# Hello from South Carolina



## ForeverSunRider (Jun 27, 2013)

Welcome 

As a member of this forum it is considered protocol to post pictures of your horse. Else you will be kicked out. :wink:

Just kidding about kicking you out, of course, I'm sure we'd all love to see your filly.


----------



## jessicah (Dec 13, 2013)

*LOVE Sarcasm!*

LOL!! I love that there are ppl on here who like to joke!!

I actually did post pics, so I think I'm safe


----------



## gigem88 (May 10, 2011)

Howdy from Texas!


----------



## wdblevin (Aug 30, 2013)

Hi Jessica and welcome to HF.

Please pass my thanks to your hubby for his service to our country and I thank you as well.

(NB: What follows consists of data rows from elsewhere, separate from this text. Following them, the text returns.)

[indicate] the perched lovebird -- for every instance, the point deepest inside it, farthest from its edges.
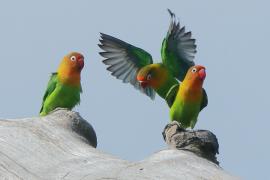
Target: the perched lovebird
(135, 66)
(64, 86)
(189, 99)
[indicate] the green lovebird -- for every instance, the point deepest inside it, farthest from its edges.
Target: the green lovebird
(189, 99)
(135, 66)
(64, 87)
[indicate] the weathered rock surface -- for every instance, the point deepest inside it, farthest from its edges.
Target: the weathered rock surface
(61, 146)
(201, 142)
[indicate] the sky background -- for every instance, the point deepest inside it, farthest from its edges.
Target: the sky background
(233, 44)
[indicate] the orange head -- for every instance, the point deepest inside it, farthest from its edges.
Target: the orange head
(195, 75)
(70, 68)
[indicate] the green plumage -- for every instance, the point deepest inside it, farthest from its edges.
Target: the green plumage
(185, 112)
(135, 66)
(59, 95)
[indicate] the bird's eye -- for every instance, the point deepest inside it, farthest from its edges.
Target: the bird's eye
(149, 76)
(194, 70)
(73, 58)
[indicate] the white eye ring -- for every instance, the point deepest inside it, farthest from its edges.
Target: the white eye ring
(149, 77)
(194, 70)
(73, 58)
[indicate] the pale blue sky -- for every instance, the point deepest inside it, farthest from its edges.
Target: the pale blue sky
(232, 38)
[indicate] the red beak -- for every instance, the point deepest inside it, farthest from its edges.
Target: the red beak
(144, 84)
(202, 74)
(80, 61)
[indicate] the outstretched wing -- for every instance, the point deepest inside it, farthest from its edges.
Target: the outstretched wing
(178, 49)
(50, 88)
(124, 61)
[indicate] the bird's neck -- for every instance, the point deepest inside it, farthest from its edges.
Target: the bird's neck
(166, 86)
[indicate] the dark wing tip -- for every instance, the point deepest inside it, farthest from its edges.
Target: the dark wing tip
(171, 13)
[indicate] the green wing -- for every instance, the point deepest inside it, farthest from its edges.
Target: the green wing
(178, 49)
(170, 96)
(50, 88)
(204, 100)
(124, 61)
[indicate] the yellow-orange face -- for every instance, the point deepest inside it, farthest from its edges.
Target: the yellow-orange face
(196, 74)
(70, 68)
(74, 60)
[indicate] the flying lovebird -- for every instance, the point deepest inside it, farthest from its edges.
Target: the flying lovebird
(64, 87)
(134, 65)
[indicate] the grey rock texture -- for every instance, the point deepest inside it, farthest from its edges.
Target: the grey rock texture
(61, 146)
(201, 142)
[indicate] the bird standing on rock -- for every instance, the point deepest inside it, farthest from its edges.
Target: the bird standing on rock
(64, 87)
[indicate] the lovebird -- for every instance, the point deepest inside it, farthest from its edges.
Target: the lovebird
(135, 66)
(189, 99)
(64, 87)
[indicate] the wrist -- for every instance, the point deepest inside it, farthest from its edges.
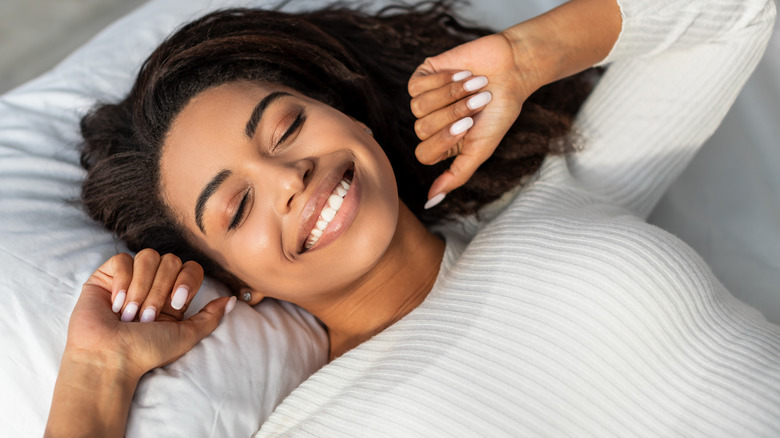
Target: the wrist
(106, 364)
(565, 40)
(92, 396)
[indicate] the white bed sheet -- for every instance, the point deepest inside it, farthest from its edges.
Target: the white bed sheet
(726, 205)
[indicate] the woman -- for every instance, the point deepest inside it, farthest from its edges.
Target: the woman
(375, 264)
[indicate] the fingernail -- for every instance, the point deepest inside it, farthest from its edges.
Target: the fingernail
(130, 311)
(475, 84)
(436, 200)
(119, 299)
(461, 75)
(148, 314)
(479, 100)
(461, 126)
(230, 305)
(179, 298)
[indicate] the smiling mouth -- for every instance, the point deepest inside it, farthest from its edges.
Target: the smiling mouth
(331, 208)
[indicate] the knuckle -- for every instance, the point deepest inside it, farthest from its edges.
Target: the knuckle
(454, 91)
(419, 129)
(421, 155)
(148, 254)
(171, 260)
(194, 267)
(457, 112)
(416, 108)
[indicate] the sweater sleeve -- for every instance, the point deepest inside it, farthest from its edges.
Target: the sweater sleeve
(676, 68)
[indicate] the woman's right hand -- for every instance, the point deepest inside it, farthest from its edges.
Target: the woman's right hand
(131, 310)
(110, 346)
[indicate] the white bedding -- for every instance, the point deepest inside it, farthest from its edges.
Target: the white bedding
(727, 206)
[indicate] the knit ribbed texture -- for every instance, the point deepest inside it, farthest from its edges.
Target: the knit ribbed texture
(566, 314)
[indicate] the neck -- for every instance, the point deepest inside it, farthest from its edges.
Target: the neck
(398, 283)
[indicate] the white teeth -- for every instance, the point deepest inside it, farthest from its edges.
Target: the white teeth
(335, 200)
(328, 213)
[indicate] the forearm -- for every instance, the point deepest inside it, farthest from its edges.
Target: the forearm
(90, 398)
(565, 40)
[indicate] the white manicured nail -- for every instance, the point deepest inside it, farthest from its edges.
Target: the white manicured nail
(475, 84)
(148, 314)
(119, 299)
(461, 126)
(130, 310)
(479, 100)
(179, 298)
(230, 305)
(461, 75)
(436, 200)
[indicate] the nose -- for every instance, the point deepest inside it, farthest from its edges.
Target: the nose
(290, 179)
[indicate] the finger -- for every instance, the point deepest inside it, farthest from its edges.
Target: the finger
(121, 267)
(167, 271)
(436, 121)
(202, 324)
(144, 270)
(186, 285)
(445, 95)
(422, 81)
(461, 169)
(444, 143)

Many gazillion years ago, I went to school in Cleveland so I pretty familiar with your 'home' state.

Donna


----------



## Zexious (Aug 2, 2013)

Welcome to the forum!

Now... where are these pics you speak of~?


----------



## jessicah (Dec 13, 2013)

I am new to all of this!! YOu can access some pics I have if you click on Horses under my username! Her name is Belle.


----------



## jessicah (Dec 13, 2013)

And thank you for all the welcomes!!!


----------



## PaintHorseMares (Apr 19, 2008)

Welcome from all our Paints in NC! and we're originally form Ohio.


----------



## jessicah (Dec 13, 2013)

*Pictures!!!*

Here is our rescue Southern Belle. We adopted her from a couple who rescued her out of Georgia. We have NO history on her. From what we can gather, she is just under 1 yr old.

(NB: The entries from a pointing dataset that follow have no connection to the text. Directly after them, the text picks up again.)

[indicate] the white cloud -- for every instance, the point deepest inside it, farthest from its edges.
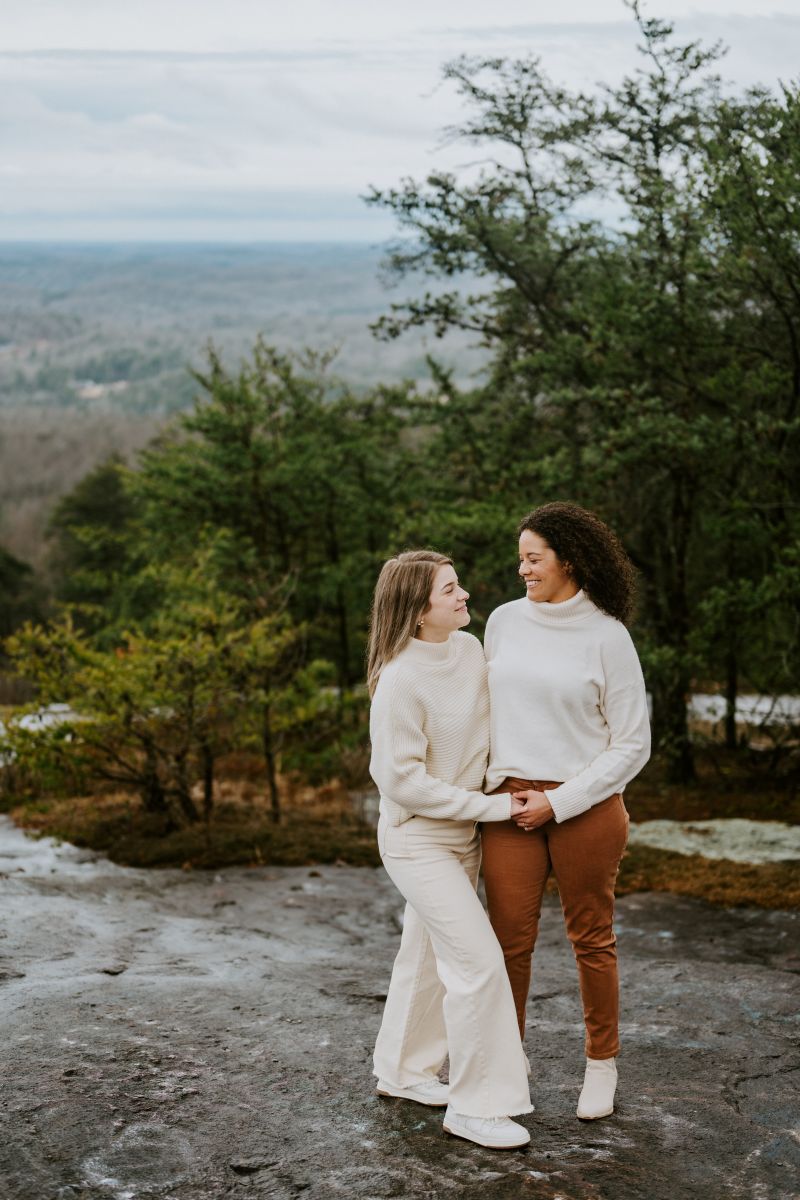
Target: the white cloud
(215, 120)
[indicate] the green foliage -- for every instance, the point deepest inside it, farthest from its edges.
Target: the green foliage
(157, 711)
(648, 367)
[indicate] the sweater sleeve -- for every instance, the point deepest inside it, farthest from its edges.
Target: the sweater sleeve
(398, 763)
(624, 705)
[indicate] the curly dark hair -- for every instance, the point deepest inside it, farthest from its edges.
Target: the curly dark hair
(590, 552)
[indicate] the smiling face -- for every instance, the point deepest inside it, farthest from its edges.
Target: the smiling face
(545, 576)
(446, 607)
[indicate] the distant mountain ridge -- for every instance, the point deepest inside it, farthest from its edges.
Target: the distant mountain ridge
(118, 324)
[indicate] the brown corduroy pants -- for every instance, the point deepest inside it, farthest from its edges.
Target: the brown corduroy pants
(584, 855)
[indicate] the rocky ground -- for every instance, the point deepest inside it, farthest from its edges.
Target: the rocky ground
(192, 1036)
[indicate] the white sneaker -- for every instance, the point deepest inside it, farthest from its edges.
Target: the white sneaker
(599, 1086)
(495, 1133)
(433, 1093)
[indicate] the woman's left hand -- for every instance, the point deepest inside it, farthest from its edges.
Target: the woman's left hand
(536, 813)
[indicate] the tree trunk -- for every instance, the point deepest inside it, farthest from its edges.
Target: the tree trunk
(268, 742)
(731, 696)
(182, 790)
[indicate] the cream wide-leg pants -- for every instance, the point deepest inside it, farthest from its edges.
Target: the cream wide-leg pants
(449, 990)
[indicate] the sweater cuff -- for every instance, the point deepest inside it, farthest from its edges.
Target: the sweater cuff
(498, 808)
(567, 801)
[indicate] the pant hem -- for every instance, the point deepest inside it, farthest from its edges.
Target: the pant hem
(487, 1116)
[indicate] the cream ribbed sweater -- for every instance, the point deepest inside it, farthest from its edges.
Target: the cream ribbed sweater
(429, 729)
(567, 701)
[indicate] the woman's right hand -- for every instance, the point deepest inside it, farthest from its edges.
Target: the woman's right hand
(517, 807)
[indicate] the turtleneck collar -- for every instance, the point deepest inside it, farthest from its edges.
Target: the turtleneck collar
(577, 607)
(431, 652)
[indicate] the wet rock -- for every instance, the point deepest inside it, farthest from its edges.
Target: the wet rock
(233, 1056)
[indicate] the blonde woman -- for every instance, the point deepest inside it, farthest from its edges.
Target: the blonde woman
(429, 726)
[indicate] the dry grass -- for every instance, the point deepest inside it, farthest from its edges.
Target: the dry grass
(317, 827)
(717, 881)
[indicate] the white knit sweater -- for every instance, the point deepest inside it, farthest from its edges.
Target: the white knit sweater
(429, 729)
(567, 701)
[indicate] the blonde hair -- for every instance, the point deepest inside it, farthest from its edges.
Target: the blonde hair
(402, 594)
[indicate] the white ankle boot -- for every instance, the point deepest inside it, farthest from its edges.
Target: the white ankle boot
(495, 1133)
(599, 1087)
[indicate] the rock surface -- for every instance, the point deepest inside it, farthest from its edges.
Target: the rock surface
(202, 1037)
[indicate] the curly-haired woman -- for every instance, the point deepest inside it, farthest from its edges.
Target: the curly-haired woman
(429, 729)
(569, 731)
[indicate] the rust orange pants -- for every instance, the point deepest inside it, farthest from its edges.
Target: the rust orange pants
(583, 855)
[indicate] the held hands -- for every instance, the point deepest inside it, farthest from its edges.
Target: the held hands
(530, 809)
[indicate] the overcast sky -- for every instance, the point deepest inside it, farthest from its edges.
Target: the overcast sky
(266, 119)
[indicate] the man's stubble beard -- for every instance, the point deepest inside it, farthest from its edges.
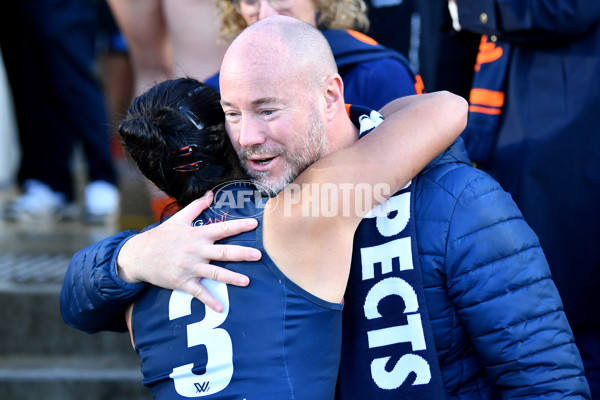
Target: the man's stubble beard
(312, 147)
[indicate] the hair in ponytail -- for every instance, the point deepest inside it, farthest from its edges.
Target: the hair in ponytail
(175, 132)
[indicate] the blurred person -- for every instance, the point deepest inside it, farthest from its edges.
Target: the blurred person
(373, 74)
(10, 153)
(495, 313)
(534, 125)
(49, 57)
(176, 134)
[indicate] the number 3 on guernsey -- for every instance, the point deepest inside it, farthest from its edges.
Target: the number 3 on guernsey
(219, 367)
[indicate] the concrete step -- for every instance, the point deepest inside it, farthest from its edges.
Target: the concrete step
(32, 326)
(74, 378)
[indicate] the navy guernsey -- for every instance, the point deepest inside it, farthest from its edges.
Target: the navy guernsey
(273, 339)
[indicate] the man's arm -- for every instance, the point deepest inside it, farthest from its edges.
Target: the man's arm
(174, 255)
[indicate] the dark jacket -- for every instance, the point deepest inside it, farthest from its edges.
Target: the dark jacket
(539, 135)
(495, 311)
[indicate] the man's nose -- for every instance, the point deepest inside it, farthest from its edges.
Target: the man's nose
(250, 133)
(266, 9)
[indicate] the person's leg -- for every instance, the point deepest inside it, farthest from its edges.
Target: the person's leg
(194, 32)
(46, 140)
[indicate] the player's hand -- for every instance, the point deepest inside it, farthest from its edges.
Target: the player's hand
(175, 255)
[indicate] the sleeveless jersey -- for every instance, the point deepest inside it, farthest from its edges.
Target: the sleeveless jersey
(273, 339)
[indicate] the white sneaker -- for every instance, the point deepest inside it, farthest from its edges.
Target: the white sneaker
(101, 202)
(38, 201)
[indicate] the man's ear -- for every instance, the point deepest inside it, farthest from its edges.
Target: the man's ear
(334, 94)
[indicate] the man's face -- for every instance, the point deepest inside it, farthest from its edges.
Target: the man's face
(274, 124)
(305, 10)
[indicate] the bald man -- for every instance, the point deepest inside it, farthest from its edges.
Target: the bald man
(488, 285)
(281, 336)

She is 630 lbs & 13.2 HH as of 12/7/13

Hoping to get her out of the pony stage! Fighting 2,000 worm count right now Only had her since 11/2/13


----------



## dkgoodman (Oct 20, 2013)

jessicah said:


> Hi Everyone, I'm Jessica. Currently reside in South Carolina, but call Ohio my home. Married 10 yrs to a US Marine, whom I met in High School. We have 2 beautiful kids, Elijah, 8 yrs, and Taylor, our daughter who is 4. We also have our 2 cute hound dogs, Oliver, our Beagle & Gunner, our Basset Hound who are both almost 3 yrs. They are our rescue babies! We have lived in Hawaii, Virginia, NC as well. I am a stay at home mom, taking care of everyone & what they need!
> Also started back to College to get my certificate as a Vet Tech, with my goal of working with a large animal Vet. We recently rescued our sweet filly, Southern Belle!


Hello, Jessicah.

I too, left my heart in Ohio and it will forever be my "home". But...my husband and I retired to SC, five years ago. My husband is a non-horseman - he likes the automotive horse, aka a Harley.

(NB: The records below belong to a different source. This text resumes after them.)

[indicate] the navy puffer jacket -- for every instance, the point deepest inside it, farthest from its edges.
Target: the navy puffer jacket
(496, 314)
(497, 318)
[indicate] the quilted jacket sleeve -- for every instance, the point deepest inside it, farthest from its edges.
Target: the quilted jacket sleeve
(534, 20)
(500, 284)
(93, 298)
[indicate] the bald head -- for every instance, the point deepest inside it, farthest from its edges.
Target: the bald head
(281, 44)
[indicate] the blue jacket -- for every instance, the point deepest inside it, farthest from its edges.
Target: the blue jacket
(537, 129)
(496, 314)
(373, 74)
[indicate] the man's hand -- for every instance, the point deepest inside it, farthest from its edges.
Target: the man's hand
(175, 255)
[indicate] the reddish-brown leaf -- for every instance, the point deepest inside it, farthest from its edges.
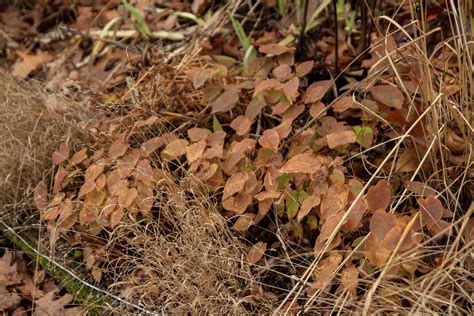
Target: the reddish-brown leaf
(118, 148)
(40, 196)
(431, 210)
(327, 271)
(304, 68)
(304, 163)
(227, 100)
(256, 252)
(340, 138)
(388, 95)
(350, 278)
(381, 223)
(270, 140)
(343, 104)
(241, 125)
(378, 196)
(61, 154)
(290, 89)
(175, 149)
(316, 91)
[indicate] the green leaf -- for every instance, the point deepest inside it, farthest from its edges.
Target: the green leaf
(364, 135)
(239, 30)
(216, 125)
(292, 205)
(140, 23)
(282, 181)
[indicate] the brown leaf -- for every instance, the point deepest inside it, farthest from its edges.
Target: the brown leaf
(378, 196)
(118, 148)
(270, 140)
(234, 184)
(40, 196)
(61, 154)
(388, 95)
(29, 63)
(375, 251)
(354, 218)
(304, 163)
(304, 68)
(381, 223)
(343, 104)
(256, 252)
(290, 89)
(241, 125)
(327, 271)
(316, 91)
(431, 210)
(340, 138)
(227, 100)
(47, 306)
(350, 278)
(175, 149)
(194, 151)
(308, 204)
(243, 222)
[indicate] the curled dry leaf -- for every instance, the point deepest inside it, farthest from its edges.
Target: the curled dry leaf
(340, 138)
(227, 100)
(256, 252)
(378, 196)
(241, 125)
(316, 91)
(270, 140)
(304, 163)
(40, 196)
(381, 223)
(61, 154)
(388, 95)
(243, 222)
(304, 68)
(327, 271)
(350, 278)
(175, 149)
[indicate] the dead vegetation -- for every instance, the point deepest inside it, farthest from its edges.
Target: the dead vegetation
(241, 177)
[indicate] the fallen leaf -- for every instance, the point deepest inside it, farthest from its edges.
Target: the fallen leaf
(29, 63)
(340, 138)
(256, 252)
(241, 125)
(61, 154)
(381, 223)
(227, 100)
(303, 163)
(388, 95)
(379, 195)
(316, 91)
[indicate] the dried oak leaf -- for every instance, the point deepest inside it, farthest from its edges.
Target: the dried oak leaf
(327, 271)
(256, 252)
(241, 125)
(388, 95)
(304, 163)
(227, 100)
(378, 196)
(61, 154)
(340, 138)
(316, 91)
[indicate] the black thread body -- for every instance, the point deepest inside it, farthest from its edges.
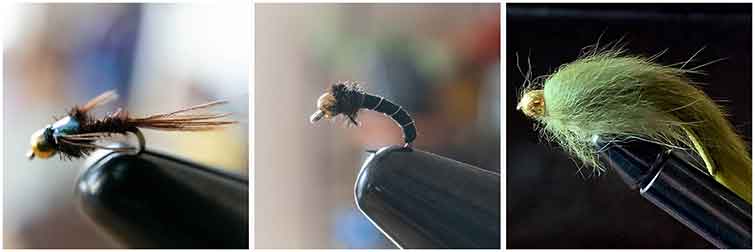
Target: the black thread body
(397, 113)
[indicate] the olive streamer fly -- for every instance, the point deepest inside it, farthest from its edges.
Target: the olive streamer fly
(347, 98)
(74, 135)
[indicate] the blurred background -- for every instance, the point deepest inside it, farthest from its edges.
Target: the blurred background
(439, 61)
(550, 205)
(159, 58)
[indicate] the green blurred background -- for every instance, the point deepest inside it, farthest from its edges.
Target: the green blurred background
(439, 61)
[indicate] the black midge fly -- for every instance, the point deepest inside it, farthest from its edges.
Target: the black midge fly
(347, 98)
(74, 135)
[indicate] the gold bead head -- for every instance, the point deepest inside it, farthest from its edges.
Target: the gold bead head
(325, 108)
(532, 103)
(40, 148)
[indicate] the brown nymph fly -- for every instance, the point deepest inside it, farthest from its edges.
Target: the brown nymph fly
(74, 135)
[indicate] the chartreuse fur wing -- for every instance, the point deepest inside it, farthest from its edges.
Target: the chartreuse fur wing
(611, 94)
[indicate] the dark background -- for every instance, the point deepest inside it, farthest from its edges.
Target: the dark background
(550, 205)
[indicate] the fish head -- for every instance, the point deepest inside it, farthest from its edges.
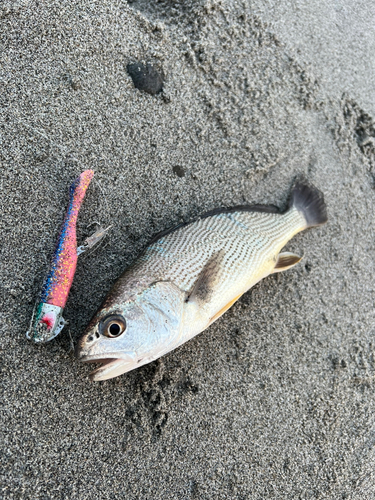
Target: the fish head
(125, 335)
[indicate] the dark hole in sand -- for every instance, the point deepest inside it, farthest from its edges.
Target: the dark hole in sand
(146, 77)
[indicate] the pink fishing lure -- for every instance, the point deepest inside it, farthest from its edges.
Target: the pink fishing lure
(48, 321)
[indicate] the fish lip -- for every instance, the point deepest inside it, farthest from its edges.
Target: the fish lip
(111, 365)
(87, 358)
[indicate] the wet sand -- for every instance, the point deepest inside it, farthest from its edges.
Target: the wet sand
(277, 398)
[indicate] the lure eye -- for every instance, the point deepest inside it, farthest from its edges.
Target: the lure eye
(112, 326)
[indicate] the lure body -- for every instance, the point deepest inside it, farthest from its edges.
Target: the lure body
(189, 276)
(48, 321)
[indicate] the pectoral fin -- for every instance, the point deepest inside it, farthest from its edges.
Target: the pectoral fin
(203, 287)
(224, 309)
(285, 261)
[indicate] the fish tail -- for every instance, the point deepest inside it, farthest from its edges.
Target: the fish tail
(309, 201)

I have a Paso Fino gelding (12 yrs) and a MFT gelding (6 yrs); both, I've owned since their birth.

Where about in SC are you? I'm in the midlands in a city 30 minutes north of Columbia, Ridgeway.
_Posted via Mobile Device_


----------



## jessicah (Dec 13, 2013)

dkgoodman,
My husband is the same way! He grew up on a working farm....around cows, has NO idea about horses! Tries to use the same things on our filly as he did cows....he hasn't figured out yet it doesnt always work!

We are in Beaufort, SC.


----------



## ridersmum (Jan 12, 2014)

Hello and welcome from Ontario, Canada


----------